Developing WebSocket server for your Spring Boot app is fairly simple and well described and documented. However when it comes to making sure that it ‘actually works’ is done manually in most cases.
Below I will show how I do the automated integration tests for Websocket server using Spring’s StompClient. I assume that you are familiar with the idea of WebSockets in Spring. If not, here is a very good article: https://docs.spring.io/spring/docs/current/spring-framework-reference/html/websocket.html
Source Code
Code of this tutorial is for you to see here: https://github.com/yacekmm/looksok/tree/WebSocketDemo/Spring/WebSocket
System under test: configuration
The demo will be presented on the simpliest WS configuration which consists of one entry point endpoint (`/ws`) and in-memory message broker (under `/queue`):
@Configuration @EnableWebSocketMessageBroker public class WsConfig extends AbstractWebSocketMessageBrokerConfigurer { @Override public void registerStompEndpoints(StompEndpointRegistry registry) { registry.addEndpoint("/ws"); } @Override public void configureMessageBroker(MessageBrokerRegistry registry) { registry.enableSimpleBroker("/queue"); } }
The idea behind the integration test
In the test I’m going to:
– use SpringRunner to start up the whole application with the full context
– Autowire Component that in production will be responsible for sending messages to WebSocket clients
– Build and configure Spring’s StompClient and connect a StompSession to my WebSocket server
– send a message over WebSocket and verify if my test client received it
Starting the application for tests
With SpringRunner.class used within jUnit test I start the app context and autowire the WSProxy component (the one that sends messages to WS clients):
@RunWith(SpringRunner.class) @SpringBootTest(webEnvironment = RANDOM_PORT) public class WsConfigIntegrationTest { @Value("${local.server.port}") private int port; @Autowired private WsProxy wsProxy;
WsProxy in this demo is a simple component sending message with a SimpMessagingTemplate:
@Component public class WsProxy { private SimpMessagingTemplate messagingTemplate; @Autowired public WsProxy(SimpMessagingTemplate messagingTemplate) { this.messagingTemplate = messagingTemplate; } public void sendMessage(@RequestParam String clientId, @RequestParam String payload){ messagingTemplate.convertAndSend("/queue/" + clientId, payload); } }
In this configuration, the url of WS endpoint is:
String wsUrl = "ws://127.0.0.1:" + port + "/ws";
Configuring StompClient and connecting StompSession
Using the StompClient with a minimum configuration:
WebSocketStompClient stompClient = new WebSocketStompClient(new StandardWebSocketClient()); stompClient.setMessageConverter(new StringMessageConverter());
I create StompSession to my WS url:
StompSession stompSession = stompClient.connect(wsUrl, new MyStompSessionHandler()).get();
The connect() method returns a future, but here, in tests, I wait synchronously until this session is ready by calling get() on it to get the session instantly.

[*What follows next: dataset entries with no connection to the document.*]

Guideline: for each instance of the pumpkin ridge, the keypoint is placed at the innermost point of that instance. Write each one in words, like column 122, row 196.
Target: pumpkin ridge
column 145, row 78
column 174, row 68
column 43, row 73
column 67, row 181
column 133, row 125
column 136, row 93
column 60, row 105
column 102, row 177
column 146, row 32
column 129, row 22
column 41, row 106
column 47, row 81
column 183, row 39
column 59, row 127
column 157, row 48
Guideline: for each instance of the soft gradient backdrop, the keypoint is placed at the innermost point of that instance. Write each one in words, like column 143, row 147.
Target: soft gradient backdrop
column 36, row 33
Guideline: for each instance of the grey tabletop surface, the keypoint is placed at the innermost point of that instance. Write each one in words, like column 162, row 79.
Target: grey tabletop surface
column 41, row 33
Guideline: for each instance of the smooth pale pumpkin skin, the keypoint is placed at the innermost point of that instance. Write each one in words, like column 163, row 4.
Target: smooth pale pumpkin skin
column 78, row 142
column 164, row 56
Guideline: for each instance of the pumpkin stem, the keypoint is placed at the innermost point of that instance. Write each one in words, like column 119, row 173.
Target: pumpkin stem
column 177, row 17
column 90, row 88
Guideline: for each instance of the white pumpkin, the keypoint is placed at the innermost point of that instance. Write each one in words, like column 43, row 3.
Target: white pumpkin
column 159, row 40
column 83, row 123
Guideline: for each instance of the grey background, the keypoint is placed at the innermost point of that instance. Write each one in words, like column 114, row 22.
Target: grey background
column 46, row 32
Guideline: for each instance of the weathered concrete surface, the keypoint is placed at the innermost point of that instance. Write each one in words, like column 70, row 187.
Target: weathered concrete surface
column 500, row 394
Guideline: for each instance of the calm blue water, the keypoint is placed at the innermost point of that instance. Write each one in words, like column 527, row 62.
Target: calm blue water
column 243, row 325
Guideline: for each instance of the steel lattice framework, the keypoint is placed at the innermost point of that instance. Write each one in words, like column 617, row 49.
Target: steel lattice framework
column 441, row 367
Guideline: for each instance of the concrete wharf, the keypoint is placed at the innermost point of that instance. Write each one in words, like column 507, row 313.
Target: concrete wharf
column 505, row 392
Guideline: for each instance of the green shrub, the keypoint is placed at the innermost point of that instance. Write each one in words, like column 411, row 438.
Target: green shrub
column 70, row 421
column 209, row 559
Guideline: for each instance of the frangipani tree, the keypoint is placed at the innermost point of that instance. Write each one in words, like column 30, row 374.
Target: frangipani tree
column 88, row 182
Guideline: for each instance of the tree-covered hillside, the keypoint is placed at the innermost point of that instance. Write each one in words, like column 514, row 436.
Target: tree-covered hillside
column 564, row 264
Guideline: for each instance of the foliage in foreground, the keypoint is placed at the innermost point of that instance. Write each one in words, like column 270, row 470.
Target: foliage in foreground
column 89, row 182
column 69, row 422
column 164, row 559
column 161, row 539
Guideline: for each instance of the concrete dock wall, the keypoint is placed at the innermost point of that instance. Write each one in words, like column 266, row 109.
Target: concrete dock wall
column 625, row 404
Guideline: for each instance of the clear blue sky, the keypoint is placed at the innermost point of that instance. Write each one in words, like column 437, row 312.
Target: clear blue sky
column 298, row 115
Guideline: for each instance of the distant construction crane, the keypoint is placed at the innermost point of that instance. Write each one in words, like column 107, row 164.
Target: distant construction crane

Oh, and don’t worry about the MyStompSessionHandler – in this configuration it does nothing, except debug logging on the ‘Connect to WS’ event (just overrides the StompSessionHandlerAdapter)
Now it’s time to subscribe the /queue/my-id Channel within the session:
stompSession.subscribe( "/queue/my-id", new MyStompFrameHandler((payload) -> resultKeeper.complete(payload.toString())));
The MyStompFrameHandler class is responsible for handling the incoming message in within the session and completing the CompletableFuture promise that it received as an argument. CompletableFuture is a helper variable needed to test asynchronous code:
CompletableFuture<String> resultKeeper = new CompletableFuture<>();
And the handler uses it as follows:
public class MyStompFrameHandler implements StompFrameHandler { private final Consumer<String> frameHandler; public MyStompFrameHandler(Consumer<String> frameHandler) { this.frameHandler = frameHandler; } ... @Override public void handleFrame(StompHeaders headers, Object payload) { log.info("received message: {} with headers: {}", payload, headers); frameHandler.accept(payload.toString()); } }
Sending the message
Message is sent by a WsProxy with SimpMessagingTemplate:
@Component public class WsProxy { private SimpMessagingTemplate messagingTemplate; @Autowired public WsProxy(SimpMessagingTemplate messagingTemplate) { this.messagingTemplate = messagingTemplate; } public void sendMessage(String clientId, String payload){ messagingTemplate.convertAndSend("/queue/" + clientId, payload); } }
On some machines it’s also good to wait until the connection is fully established so don’t hesitate to add good old:
Thread.currentThread().sleep(1000);
Testing the result asynchronously
The code in test is async so I pass the Future and wait until it completes with the expected result, or to fail test after timeout on waiting for the response, verifying its body:
assertThat(resultKeeper.get(2, SECONDS)).isEqualTo("test-payload");
That’s it
Now you can run the test, it will start your app, send a message, receive it and verify the contents. Which is everything you need to implement the WebSockets.